Prior to this time, I feel like I relied heavily on others for my sense of self-worth. Looking back, I never felt good enough, or worthy enough, and I didn’t really know what it meant to be whole at all, let alone what it meant to be whole all by myself. I thought that if I did everything within my power to live up to others’ perceived expectations of me that I’d somehow be happy with myself. But yeah, life doesn’t really work that way. My happiness is not found in making others happy, in their opinion of me, or in whether they see me as enough. We are each responsible for our own happiness and for how we view ourselves. You will never feel like enough, or whole, or worthy, if you are seeking validation from others, as validation lies within you and only you. And the moment you learn this is the moment you’ll begin to love yourself.
Certainly, all these things tie into self-love. It all begins and ends with you! If you do not love yourself first, naturally you won’t feel like you’re enough and you won’t feel worthy of love from someone else. So how does one get to that place of self-love? Well, I’d say everyone’s story is different and what led me to learning how to love myself may not be what teaches you to love yourself. It’s highly individualized. However, no matter the route or the journey, we must all learn that feeling enough, feeling whole, and feeling worthy all come from within. It’s all in how you see yourself and in learning that others’ inability to see your worth does not decrease your value. I wrote about this about 2 weeks ago – briefly anyway, as getting too personal about my experience proved to be more difficult that I expected.

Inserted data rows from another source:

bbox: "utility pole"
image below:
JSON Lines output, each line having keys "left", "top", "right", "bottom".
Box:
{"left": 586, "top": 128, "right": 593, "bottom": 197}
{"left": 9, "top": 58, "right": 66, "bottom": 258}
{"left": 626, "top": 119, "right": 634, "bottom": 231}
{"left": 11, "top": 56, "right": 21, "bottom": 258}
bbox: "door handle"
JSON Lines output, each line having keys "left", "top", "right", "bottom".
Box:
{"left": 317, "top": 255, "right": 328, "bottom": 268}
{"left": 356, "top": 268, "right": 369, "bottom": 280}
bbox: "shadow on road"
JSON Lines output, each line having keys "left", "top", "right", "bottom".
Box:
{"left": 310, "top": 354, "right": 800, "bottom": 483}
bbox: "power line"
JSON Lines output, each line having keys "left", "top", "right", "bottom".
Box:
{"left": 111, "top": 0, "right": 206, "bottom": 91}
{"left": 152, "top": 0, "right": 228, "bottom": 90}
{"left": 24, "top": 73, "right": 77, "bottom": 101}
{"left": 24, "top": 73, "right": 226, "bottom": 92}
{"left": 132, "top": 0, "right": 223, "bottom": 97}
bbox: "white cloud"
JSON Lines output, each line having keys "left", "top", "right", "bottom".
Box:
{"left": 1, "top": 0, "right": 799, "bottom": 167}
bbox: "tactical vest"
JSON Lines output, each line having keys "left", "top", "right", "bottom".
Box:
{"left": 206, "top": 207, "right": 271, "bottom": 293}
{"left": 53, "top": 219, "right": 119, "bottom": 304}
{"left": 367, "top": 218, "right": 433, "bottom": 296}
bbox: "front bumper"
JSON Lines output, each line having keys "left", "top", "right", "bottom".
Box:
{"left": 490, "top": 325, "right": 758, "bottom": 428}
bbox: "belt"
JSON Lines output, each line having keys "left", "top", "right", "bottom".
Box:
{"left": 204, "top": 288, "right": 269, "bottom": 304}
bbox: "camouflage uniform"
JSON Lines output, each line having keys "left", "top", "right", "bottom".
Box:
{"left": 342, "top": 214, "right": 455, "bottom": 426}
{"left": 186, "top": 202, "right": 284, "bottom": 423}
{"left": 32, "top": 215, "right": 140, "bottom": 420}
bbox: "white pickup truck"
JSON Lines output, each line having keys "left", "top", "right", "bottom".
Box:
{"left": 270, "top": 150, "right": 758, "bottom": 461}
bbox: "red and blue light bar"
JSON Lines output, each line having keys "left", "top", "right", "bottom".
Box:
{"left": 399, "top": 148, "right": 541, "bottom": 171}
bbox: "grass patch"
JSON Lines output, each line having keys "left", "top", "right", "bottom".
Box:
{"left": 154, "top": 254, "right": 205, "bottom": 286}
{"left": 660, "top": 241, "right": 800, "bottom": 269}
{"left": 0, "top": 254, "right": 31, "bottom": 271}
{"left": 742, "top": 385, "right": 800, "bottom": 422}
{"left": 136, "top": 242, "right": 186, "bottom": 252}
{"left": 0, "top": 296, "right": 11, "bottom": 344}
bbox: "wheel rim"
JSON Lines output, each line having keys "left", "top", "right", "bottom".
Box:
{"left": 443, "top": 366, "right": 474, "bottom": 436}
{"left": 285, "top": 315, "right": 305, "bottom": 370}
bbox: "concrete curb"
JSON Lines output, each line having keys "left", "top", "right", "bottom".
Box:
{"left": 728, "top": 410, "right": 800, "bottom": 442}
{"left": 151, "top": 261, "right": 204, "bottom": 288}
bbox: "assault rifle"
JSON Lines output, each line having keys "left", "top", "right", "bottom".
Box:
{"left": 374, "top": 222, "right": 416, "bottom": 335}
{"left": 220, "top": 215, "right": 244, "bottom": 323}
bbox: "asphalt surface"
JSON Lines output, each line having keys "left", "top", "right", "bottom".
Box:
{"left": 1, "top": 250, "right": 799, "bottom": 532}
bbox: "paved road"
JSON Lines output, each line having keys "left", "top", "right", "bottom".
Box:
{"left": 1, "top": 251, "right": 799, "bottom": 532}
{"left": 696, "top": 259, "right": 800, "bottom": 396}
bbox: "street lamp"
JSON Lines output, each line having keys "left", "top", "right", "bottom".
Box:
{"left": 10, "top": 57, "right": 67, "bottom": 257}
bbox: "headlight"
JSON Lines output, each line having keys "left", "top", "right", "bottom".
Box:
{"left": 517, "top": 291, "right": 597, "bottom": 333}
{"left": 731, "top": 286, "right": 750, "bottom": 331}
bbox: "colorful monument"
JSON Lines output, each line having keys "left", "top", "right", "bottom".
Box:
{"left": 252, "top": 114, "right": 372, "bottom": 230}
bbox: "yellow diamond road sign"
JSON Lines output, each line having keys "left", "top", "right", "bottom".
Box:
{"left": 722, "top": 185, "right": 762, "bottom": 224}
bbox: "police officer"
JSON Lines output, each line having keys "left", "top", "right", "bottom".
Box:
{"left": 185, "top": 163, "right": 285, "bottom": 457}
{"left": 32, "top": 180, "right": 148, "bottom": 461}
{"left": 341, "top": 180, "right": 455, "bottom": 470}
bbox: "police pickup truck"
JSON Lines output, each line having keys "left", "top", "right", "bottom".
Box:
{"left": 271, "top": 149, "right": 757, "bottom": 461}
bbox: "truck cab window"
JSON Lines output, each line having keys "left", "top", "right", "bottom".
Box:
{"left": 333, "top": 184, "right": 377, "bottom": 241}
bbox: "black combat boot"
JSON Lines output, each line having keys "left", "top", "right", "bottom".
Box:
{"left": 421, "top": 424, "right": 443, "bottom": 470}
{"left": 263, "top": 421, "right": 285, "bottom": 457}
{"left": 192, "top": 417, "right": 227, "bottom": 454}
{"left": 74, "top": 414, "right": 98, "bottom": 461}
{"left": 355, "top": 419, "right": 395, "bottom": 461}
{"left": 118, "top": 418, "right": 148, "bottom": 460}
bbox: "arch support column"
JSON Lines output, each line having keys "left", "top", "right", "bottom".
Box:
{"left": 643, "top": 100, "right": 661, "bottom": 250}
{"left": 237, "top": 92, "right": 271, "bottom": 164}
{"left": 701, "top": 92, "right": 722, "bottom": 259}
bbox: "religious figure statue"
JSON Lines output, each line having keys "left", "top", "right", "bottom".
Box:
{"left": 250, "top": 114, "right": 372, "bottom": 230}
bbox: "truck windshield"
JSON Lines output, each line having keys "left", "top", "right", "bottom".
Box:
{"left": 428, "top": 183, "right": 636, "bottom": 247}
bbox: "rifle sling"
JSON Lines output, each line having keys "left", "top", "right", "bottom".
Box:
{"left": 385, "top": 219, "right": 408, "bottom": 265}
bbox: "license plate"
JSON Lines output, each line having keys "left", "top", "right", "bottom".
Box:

These 3 statements also find their way into my “happiness jar” frequently – as a reminder to myself, on that given day and again when I read all my notes in the new year. It never hurts to remind yourself of these things, especially on the days when your struggling to feel like you’re enough. Which reminds me of one of my favorite songs – Lovely by Sara Haze. Even now this song seems to appear at exactly the right time. Have a listen for yourself. And always know you are enough, you are whole, you are worthy. And you are lovely just the way you are!